Maun Adventure Tours
Maun – although officially still a village – is the fifth largest town in Botswana. It is an eclectic mix of modern buildings and native huts. Maun is the “tourism capital” of Botswana and the administrative center of Ngamiland district. It is also the headquarters of numerous safari and air-charter operations who run trips into the world-famous Okavango Delta. Maun has developed rapidly from a rural frontier town and has spread along the Thamalakane River. It now boasts good shopping centers, hotels and lodges as well as cars and 4-wheel-drive vehicles for hire. It still retains a rural atmosphere and local tribesmen continue to bring their cattle to Maun to sell. This community is now distributed along the wide banks of the Thamalakane River where red lechwe can still be seen grazing next to local donkeys, goats, and cattle. Since Maun’s founding in 1915 as the tribal capital of the Batawana people, it has had a reputation as a hard-living ‘Wild West’ town helping the local cattle ranching and hunting operations. However, with the growth of the tourism industry and the completion of the tar road from Nata in the early 1990s, Maun has developed swiftly, losing much of its old town character. It is now home to over 30,000 people.
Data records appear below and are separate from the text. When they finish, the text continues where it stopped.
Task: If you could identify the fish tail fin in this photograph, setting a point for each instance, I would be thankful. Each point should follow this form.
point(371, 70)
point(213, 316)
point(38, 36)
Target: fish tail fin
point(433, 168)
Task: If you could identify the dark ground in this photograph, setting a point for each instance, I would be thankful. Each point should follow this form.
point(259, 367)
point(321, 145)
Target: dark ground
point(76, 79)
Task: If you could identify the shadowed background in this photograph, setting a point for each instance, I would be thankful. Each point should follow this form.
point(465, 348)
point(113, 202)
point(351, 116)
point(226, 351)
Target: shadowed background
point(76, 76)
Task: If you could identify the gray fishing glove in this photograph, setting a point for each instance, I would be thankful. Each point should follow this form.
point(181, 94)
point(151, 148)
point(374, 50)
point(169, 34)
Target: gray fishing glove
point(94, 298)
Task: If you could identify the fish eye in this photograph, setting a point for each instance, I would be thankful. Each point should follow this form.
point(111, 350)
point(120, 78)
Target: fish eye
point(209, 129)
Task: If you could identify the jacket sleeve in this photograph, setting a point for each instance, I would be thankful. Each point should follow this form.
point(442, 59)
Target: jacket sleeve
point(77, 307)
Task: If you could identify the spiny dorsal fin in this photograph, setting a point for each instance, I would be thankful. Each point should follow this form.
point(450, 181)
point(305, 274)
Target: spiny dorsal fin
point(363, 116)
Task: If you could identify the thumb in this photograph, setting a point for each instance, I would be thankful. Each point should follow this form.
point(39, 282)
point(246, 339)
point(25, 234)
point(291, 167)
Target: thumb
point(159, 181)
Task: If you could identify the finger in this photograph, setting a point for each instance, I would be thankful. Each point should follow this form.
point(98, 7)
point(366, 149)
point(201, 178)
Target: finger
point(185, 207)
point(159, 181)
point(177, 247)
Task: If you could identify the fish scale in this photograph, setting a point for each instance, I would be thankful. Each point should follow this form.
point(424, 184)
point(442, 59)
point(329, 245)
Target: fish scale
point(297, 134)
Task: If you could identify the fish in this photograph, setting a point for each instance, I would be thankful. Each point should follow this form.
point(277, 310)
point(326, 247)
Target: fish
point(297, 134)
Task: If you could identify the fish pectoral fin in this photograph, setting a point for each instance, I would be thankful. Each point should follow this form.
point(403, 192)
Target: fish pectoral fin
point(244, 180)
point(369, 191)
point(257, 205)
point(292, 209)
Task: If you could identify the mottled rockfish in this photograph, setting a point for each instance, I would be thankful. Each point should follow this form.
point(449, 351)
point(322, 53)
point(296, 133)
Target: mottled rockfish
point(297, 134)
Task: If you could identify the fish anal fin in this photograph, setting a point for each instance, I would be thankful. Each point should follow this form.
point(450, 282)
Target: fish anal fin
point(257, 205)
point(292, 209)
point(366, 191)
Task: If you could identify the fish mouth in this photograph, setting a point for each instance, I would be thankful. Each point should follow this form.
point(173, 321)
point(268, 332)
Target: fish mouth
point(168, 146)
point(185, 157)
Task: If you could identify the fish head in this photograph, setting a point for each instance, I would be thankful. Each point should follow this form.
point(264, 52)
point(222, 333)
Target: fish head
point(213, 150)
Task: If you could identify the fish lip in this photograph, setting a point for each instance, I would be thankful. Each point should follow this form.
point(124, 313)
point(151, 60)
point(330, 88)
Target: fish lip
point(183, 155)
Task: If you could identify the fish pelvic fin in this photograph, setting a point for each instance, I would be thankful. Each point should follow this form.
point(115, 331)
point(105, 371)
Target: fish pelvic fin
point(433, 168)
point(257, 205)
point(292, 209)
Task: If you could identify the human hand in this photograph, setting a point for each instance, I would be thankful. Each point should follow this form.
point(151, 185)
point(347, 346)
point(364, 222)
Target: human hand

With the influx of tourism dollars, the typical traditional rondavels of yesteryear have been replaced by square but modestly sized cinderblock homes roofed with tin and, rarely, tiles. It in not unusual to see mud rondavels with satellite dishes. Likewise, mobile phone service in Maun in excellent out to about 20 to 25 km, depending on weather.
Maun is also becoming a regional transhipment hub for materials and tradespeople who service both the local camps and safari centers and the burgeoning mineral exploration camps in northwestern Botswana. Tourists fly into the Maun International Airport, opposite the famed Cafe Bon Arrive, and stay at the local lodges including Maun Lodge, Rileys Garage, the Crocodile Lodge, or other safari lodges in the immediate vicinity. Often, these tourists take the road to Nata, or otherwise fly to several tourist camps in the famed Okavango Delta.